China has eased strict population control measures in a wide-ranging program of reforms this month, but population planners are reportedly seeking Zhang about reports that he fathered as many as seven children from his two marriages and from relationships with other women in violation of the country's long-standing One Child Policy. That policy is being somewhat loosened under the planned reforms, allowing for a second child if one partner is an only child.
"Firstly, Zhang Yimou and [current wife] Chen Ting registered for marriage after the first child was born," Zhang's spokesman Chen Jian wrote on social media platform Sina Weibo. "There were three children in total -- Zhang Yinan, Zhang Yiding and Zhang Yijiao."
The spokesman said the couple was permitted another child under family planning rules, as the first child was visually impaired.
"Then, under later One Child Policy rules, it is legal to have a second child if one of the couple is an only child, and Chen Ting is an only child. So the youngest daughter is also not an 'extra child,' " said Chen.
The spokesman added: "Zhang Yimou bought an apartment for his wife Chen, got the residence permit for them and made all the proper arrangements with the police."
He also accused the Southern Entertainment Weekly magazine of spreading "shocking" rumors.
"Southern Entertainment Weekly made it up that Zhang Yimou has seven children with three or four women, which makes Zhang into a serious bigamist. They are the biggest rumor spreaders, and their behavior is shocking," Chen wrote, accusing the publication of breaking numerous press rules.

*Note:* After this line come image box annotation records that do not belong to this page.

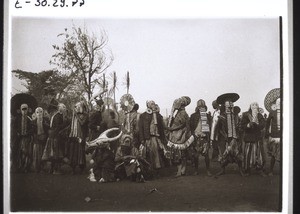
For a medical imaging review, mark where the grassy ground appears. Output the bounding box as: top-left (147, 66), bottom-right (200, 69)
top-left (11, 155), bottom-right (281, 212)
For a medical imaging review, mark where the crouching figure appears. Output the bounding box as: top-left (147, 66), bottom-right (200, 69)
top-left (86, 128), bottom-right (122, 183)
top-left (115, 135), bottom-right (150, 182)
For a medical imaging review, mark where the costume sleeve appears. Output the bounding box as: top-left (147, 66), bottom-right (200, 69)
top-left (241, 113), bottom-right (250, 131)
top-left (115, 147), bottom-right (123, 162)
top-left (88, 112), bottom-right (102, 130)
top-left (189, 114), bottom-right (196, 134)
top-left (138, 114), bottom-right (145, 141)
top-left (265, 112), bottom-right (273, 137)
top-left (171, 111), bottom-right (186, 131)
top-left (158, 114), bottom-right (166, 143)
top-left (258, 114), bottom-right (266, 130)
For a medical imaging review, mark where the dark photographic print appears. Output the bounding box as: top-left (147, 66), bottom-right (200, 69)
top-left (3, 0), bottom-right (289, 213)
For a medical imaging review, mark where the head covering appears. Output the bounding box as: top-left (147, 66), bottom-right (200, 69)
top-left (120, 94), bottom-right (135, 112)
top-left (146, 100), bottom-right (155, 110)
top-left (132, 103), bottom-right (140, 111)
top-left (258, 108), bottom-right (265, 114)
top-left (264, 88), bottom-right (280, 112)
top-left (35, 107), bottom-right (44, 118)
top-left (180, 96), bottom-right (191, 108)
top-left (20, 103), bottom-right (28, 110)
top-left (250, 102), bottom-right (259, 124)
top-left (120, 134), bottom-right (133, 147)
top-left (211, 100), bottom-right (219, 109)
top-left (95, 99), bottom-right (104, 107)
top-left (233, 106), bottom-right (241, 114)
top-left (47, 98), bottom-right (58, 112)
top-left (217, 93), bottom-right (240, 105)
top-left (11, 93), bottom-right (37, 115)
top-left (197, 99), bottom-right (207, 111)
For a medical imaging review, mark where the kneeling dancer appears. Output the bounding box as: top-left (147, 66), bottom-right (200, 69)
top-left (115, 134), bottom-right (150, 182)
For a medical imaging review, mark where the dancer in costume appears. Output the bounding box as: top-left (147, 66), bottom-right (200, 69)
top-left (115, 134), bottom-right (150, 182)
top-left (68, 100), bottom-right (88, 174)
top-left (120, 94), bottom-right (140, 148)
top-left (32, 107), bottom-right (50, 172)
top-left (241, 102), bottom-right (265, 175)
top-left (16, 103), bottom-right (33, 173)
top-left (139, 101), bottom-right (165, 176)
top-left (42, 99), bottom-right (66, 175)
top-left (190, 99), bottom-right (212, 176)
top-left (265, 88), bottom-right (282, 176)
top-left (88, 99), bottom-right (104, 141)
top-left (210, 100), bottom-right (221, 161)
top-left (168, 96), bottom-right (194, 177)
top-left (216, 93), bottom-right (244, 176)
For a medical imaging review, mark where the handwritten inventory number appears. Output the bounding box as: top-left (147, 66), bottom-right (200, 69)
top-left (34, 0), bottom-right (84, 7)
top-left (15, 0), bottom-right (85, 8)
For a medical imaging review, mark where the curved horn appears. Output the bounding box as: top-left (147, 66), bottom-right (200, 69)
top-left (86, 128), bottom-right (123, 147)
top-left (167, 135), bottom-right (195, 150)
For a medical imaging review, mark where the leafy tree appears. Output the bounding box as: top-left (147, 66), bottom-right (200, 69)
top-left (12, 69), bottom-right (81, 107)
top-left (50, 26), bottom-right (114, 100)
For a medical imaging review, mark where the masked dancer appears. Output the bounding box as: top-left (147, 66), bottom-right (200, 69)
top-left (68, 101), bottom-right (88, 174)
top-left (139, 101), bottom-right (165, 177)
top-left (241, 102), bottom-right (265, 175)
top-left (32, 107), bottom-right (50, 172)
top-left (42, 99), bottom-right (66, 175)
top-left (168, 96), bottom-right (194, 177)
top-left (190, 99), bottom-right (212, 176)
top-left (265, 88), bottom-right (282, 176)
top-left (216, 93), bottom-right (244, 176)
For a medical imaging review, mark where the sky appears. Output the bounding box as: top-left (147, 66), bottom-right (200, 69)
top-left (11, 17), bottom-right (280, 116)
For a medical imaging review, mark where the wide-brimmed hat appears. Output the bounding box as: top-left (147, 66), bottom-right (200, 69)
top-left (217, 93), bottom-right (240, 105)
top-left (197, 99), bottom-right (207, 110)
top-left (233, 106), bottom-right (241, 114)
top-left (120, 134), bottom-right (133, 147)
top-left (47, 98), bottom-right (59, 112)
top-left (264, 88), bottom-right (280, 112)
top-left (180, 96), bottom-right (191, 107)
top-left (10, 93), bottom-right (37, 115)
top-left (120, 94), bottom-right (135, 112)
top-left (258, 108), bottom-right (265, 114)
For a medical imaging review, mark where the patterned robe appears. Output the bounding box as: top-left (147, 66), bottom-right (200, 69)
top-left (241, 111), bottom-right (265, 170)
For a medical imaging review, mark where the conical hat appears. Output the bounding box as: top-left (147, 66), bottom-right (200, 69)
top-left (217, 93), bottom-right (240, 105)
top-left (180, 96), bottom-right (191, 107)
top-left (11, 93), bottom-right (37, 115)
top-left (264, 88), bottom-right (280, 112)
top-left (120, 94), bottom-right (135, 112)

"Therefore, I want the person who is responsible from Southern Entertainment Weekly to apologize to Zhang Yimou publicly…otherwise, the Southern Entertainment Weekly will face suspension from publication," said the director's spokesman.
He also urged the media to stop asking the Wuxi Family Planning Committee, which had said amid media requests that it would look into his family situation, to make Zhang's private affairs public.
"The government has a duty to protect a citizen's basic privacy. No matter how the media push them, the Wuxi Family Planning Committee can't respond," the spokesman said.
The comments did not refer to other reports that the Raise the Red Lantern director could face a fine of 160 million yuan ($26.27 million) if found in violation of any family planning rules in China.
Zhang is currently shooting his latest movie, Return, in Beijing and Tianjin with Gong Li and Chen Daoming.
Over the course of his career, the Hero director has gone from being a banned director of arthouse fare, like his directing debut Red Sorghum, to nationalist epics such as Hero, which earned him his rehabilitation.
He further endeared himself to the authorities with his choreography for the Beijing 2008 Summer Olympics opening ceremony.
His 2011 WWII epic Flowers of War featured Hollywood star Christian Bale, and while it was a big hit in China, it failed to make much of a box-office impact overseas.
Other recent works include A Simple Noodle Story, an adaptation of the Coen Brothers' Blood Simple, and Under the Hawthorn Tree, a love story set during China's Cultural Revolution.